Yeah, that’s an interesting question. I mean, when I first started my very first video game job, I think I was like one of like eight women in a company of 200. since the very start, even before I was in esports, I really understood that like video game development at the time, and this was years ago, if I aged myself, right, that it was a male dominated industry. I think, from 16 years ago to now, I’ve just seen such a huge difference overall in the progression of how women in video games and esports have been more accepted. When I was on Gears of War I actually developed my whole online identity with people assuming I was a man because my Twitter account was Jack Felling, never said Jackie or anything like that. I actually for months and months like never let anyone know that I was a woman because I was afraid of that backlash and I was afraid of the community accepting me but I think the biggest thing was I didn’t want people to know me for what I look like or for the fact that I was a woman. I really wanted people to recognize, like the work that I did. At the time, that was the focus, like, it’s the work that I’m doing. And that’s what I want to come across. And I think over the years, as I’ve worked on again, Overwatch League and Call of Duty League, and I’ve seen the changes. I’ve really come out in the community more. I felt more confident, and I felt more comfortable. I felt very supported at the companies that I was at. So I have grown into accepting a woman in esports.
I know that sounds weird, but it was something that had to transition and change in my mind. And now, I’m really proud of it, and I think it’s something that again, I don’t think that it’s what I should be known for. I want people to know me for the work that I do in the work that we do. that is something that I would love to take forward is like, how can we help more women enter League of Legends Esports? How can we help women in North America and everybody, like, feel more connected to the fans and the community and to the games and all of that. And how can I support that more, and I’ve definitely taken on a lot of like mentorship roles with different women in the industry, and it’s something I really enjoy and value. But again, at the end of the day, gender doesn’t matter. What matters is that we’re doing amazing work and we’re getting things done.
As we wrap up our interview, I have to ask: why is Wyldstyle from the Lego Movie in your profile picture?
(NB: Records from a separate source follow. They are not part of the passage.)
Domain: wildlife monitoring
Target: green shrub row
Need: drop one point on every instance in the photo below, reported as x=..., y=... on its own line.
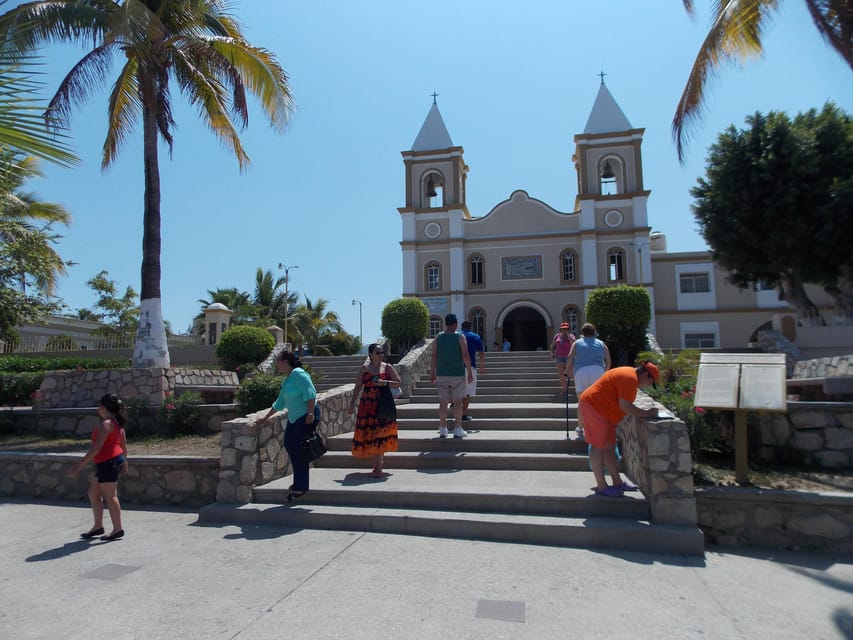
x=18, y=389
x=16, y=364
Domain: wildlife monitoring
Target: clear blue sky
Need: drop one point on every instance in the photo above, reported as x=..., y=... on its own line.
x=516, y=82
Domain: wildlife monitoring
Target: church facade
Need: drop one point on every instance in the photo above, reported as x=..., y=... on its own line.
x=520, y=270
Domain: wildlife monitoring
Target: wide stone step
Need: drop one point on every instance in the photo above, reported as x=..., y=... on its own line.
x=517, y=410
x=552, y=442
x=410, y=458
x=484, y=491
x=483, y=424
x=561, y=531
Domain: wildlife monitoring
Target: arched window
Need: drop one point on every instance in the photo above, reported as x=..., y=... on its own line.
x=434, y=326
x=476, y=264
x=432, y=276
x=572, y=315
x=478, y=322
x=432, y=190
x=610, y=178
x=568, y=266
x=616, y=265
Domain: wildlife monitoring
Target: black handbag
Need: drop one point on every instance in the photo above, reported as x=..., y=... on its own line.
x=313, y=445
x=386, y=409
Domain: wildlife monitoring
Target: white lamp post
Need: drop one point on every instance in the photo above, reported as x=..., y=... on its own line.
x=286, y=301
x=360, y=332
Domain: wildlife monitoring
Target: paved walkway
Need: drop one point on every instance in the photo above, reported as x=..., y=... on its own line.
x=172, y=578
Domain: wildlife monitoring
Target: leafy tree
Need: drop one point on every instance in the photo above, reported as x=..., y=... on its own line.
x=735, y=34
x=775, y=202
x=621, y=315
x=26, y=219
x=120, y=313
x=193, y=42
x=405, y=321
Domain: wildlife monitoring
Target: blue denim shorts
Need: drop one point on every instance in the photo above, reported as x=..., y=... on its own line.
x=108, y=471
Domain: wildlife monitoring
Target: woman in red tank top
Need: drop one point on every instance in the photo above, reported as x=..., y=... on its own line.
x=109, y=453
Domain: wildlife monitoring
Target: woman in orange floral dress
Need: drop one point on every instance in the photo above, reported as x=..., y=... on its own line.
x=372, y=438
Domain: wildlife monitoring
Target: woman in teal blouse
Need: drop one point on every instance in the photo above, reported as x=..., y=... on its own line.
x=299, y=397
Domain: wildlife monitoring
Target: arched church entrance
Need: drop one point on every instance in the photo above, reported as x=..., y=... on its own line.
x=525, y=329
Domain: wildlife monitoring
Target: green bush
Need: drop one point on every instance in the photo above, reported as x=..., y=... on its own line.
x=61, y=343
x=19, y=389
x=180, y=416
x=621, y=315
x=258, y=393
x=244, y=344
x=405, y=321
x=14, y=363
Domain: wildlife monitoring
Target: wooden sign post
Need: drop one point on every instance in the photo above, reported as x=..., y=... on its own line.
x=741, y=382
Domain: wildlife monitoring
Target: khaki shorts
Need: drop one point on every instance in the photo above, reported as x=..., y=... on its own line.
x=450, y=388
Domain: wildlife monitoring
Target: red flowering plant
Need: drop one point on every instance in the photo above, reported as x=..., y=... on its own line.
x=677, y=390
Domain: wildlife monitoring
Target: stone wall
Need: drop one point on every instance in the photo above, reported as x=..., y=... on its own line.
x=824, y=367
x=736, y=516
x=254, y=456
x=413, y=365
x=85, y=388
x=811, y=433
x=80, y=421
x=656, y=454
x=151, y=480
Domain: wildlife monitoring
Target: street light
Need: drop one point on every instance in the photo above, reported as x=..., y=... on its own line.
x=360, y=333
x=286, y=300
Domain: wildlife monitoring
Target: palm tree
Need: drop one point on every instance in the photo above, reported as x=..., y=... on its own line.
x=736, y=34
x=26, y=221
x=193, y=42
x=313, y=322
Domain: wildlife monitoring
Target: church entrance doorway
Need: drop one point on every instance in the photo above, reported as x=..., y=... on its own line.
x=525, y=329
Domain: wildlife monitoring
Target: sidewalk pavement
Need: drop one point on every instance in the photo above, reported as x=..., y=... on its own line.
x=173, y=578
First of all, I loved The Lego Movie when it came out and I’ve always loved Legos since I was a little kid. But actually, my profile picture was actually my Halloween costume. So while I was working on Gears of War, we had amazing Halloween costumes and stuff like that. I actually made that costume, made it out of cardboard, painted it and did Styrofoam and all that kind of stuff. So it’s actually my Halloween costume. And it’s just ever since because she and I have the same bangs, and I just identified with it.
Finally, is there anything you’d like to say to the readers of Gamelevate?
Yeah, I just like to say thank you for this opportunity. I know that everybody has different opinions on LCS, and where it should go and what I should do. I just want to let the fans, the community, the players and owners know, like I am committed and invested in making this league the best that it can be. I wouldn’t work on this if I didn’t think I can make an impact. And if I didn’t think that we could do this and I really believe like, we can really grow this like groundswell of support in North America and really do right by the fans and also like really do right by the players like they deserve to have the opportunity to play for the biggest audience and that’s something I want to do.